Wednesday, July 18, 2007

Networking

The Book I Write's own Kath Weems mentioned to me last night that she was watching one of my favorite movies: Network. I got to thinking today that Network's oft quoted line "I'm as mad as hell and I'm not going to take it anymore" evokes in me a sense of bittersweet nostalgia. Bear in mind I wasn't alive during our nation's more politically charged decades, but culling what I can from various newsreels, accounts, even the fiction of America's past paints a strikingly different picture of this country's willpower, its drive, its purpose. While reading People's History of the United States, you come across tales of workers' rebellions, fights for equality, demonstrations of our collective need to have our voices heard. From the perspective of a 21st century human, all of that conviction seems futile and quaint. Really? In America? Citizens giving a shit? Impossible.

And this loss of conviction among the masses isn't a result of a loss of power. The same forces who ruled the populous from America's inception are still present and they're still scared of that body's potential to coagulate and grow. Unfortunately they've gotten adept at diffusing and diluting the frustration and energy of the people. Why should I care about my fellow man when I have a flat screen TV? Why should I pay extra taxes for national health care so some deadbeat can prosper from my obligatory charity? All I want to do is go to work, go home, turn on the game and have a beer. And the minute, opiate net of distraction tightens its plush leather hold all the while whispering the incessant mantra of fearmongers and kings into your ear. Everything's ok inside the net.

There used to be a time that when we were getting fucked, we'd get angry. And we'd unite. In a country where everything's been bought and sold since the beginning and the voice of the people probably didn't really matter anyway, the ability to unite was our only power. People would DIE rather than suffer mistreatment.
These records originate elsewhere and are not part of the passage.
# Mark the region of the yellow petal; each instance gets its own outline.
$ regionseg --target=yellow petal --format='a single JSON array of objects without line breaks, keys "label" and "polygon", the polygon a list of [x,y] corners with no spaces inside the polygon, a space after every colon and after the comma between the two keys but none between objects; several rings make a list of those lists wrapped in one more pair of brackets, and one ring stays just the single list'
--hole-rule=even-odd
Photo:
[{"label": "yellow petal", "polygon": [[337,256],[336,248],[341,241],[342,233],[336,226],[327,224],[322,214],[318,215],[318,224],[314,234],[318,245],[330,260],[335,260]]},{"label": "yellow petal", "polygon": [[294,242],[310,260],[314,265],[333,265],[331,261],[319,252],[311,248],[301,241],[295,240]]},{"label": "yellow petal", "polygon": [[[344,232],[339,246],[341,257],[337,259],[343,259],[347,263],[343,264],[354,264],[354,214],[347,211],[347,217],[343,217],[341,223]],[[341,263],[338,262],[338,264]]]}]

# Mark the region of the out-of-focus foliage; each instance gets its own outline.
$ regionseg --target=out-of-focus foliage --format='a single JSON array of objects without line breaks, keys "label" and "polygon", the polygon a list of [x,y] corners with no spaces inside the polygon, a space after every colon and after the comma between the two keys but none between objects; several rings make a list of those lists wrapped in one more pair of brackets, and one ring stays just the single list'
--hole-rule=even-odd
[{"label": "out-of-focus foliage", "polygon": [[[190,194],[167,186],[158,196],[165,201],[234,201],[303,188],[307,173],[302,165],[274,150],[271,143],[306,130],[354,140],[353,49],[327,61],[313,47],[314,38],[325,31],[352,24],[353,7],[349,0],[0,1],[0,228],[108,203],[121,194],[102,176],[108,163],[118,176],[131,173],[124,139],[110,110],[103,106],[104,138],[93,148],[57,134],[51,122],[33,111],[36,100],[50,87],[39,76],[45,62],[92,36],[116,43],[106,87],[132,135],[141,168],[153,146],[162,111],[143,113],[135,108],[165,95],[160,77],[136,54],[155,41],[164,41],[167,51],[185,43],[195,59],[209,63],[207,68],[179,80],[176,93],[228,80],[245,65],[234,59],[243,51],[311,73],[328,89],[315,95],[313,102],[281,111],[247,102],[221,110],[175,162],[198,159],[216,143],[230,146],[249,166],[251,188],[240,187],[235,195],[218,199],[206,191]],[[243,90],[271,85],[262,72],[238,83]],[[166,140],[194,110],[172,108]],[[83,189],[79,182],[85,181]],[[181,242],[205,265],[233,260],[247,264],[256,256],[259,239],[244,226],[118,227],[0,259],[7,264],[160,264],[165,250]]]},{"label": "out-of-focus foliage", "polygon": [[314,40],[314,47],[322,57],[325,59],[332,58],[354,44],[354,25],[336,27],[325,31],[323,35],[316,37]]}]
This no longer applies to the modern American. When the government unzips his trousers and fires that expectant glare in our direction, we bend ourselves over the bed and take what's coming to us. Because that's how we keep our plasma TV. That's how we maintain that modest income. That's how we insure our own safety in a country we've been told is filled with danger and sin.

With that in mind, I give you a snippet of Howard Beale's speech from Network. This was 31 years ago. As George Carlin says, "When's this shit going to end? When's this shit going to go away?":

I don't have to tell you things are bad. Everybody knows things are bad. It's a depression. Everybody's out of work or scared of losing their job. The dollar buys a nickel's work, banks are going bust, shopkeepers keep a gun under the counter. Punks are running wild in the street and there's nobody anywhere who seems to know what to do, and there's no end to it. We know the air is unfit to breathe and our food is unfit to eat, and we sit watching our TV's while some local newscaster tells us that today we had fifteen homicides and sixty-three violent crimes, as if that's the way it's supposed to be. We know things are bad - worse than bad. They're crazy. It's like everything everywhere is going crazy, so we don't go out anymore. We sit in the house, and slowly the world we are living in is getting smaller, and all we say is, 'Please, at least leave us alone in our living rooms. Let me have my toaster and my TV and my steel-belted radials and I won't say anything. Just leave us alone.' Well, I'm not gonna leave you alone. I want you to get mad! I don't want you to protest. I don't want you to riot - I don't want you to write to your congressman because I wouldn't know what to tell you to write. I don't know what to do about the depression and the inflation and the Russians and the crime in the street. All I know is that first you've got to get mad.

You've got to say, 'I'm a HUMAN BEING, Goddamnit! My life has VALUE!' So I want you to get up now. I want all of you to get up out of your chairs. I want you to get up right now and go to the window. Open it, and stick your head out, and yell,

'I'M AS MAD AS HELL, AND I'M NOT GOING TO TAKE THIS ANYMORE!'

2 comments:

Kath said...

Well done, Gforce.

Sunnie said...

I completely agree. The apathy of our fellow Americans is appalling.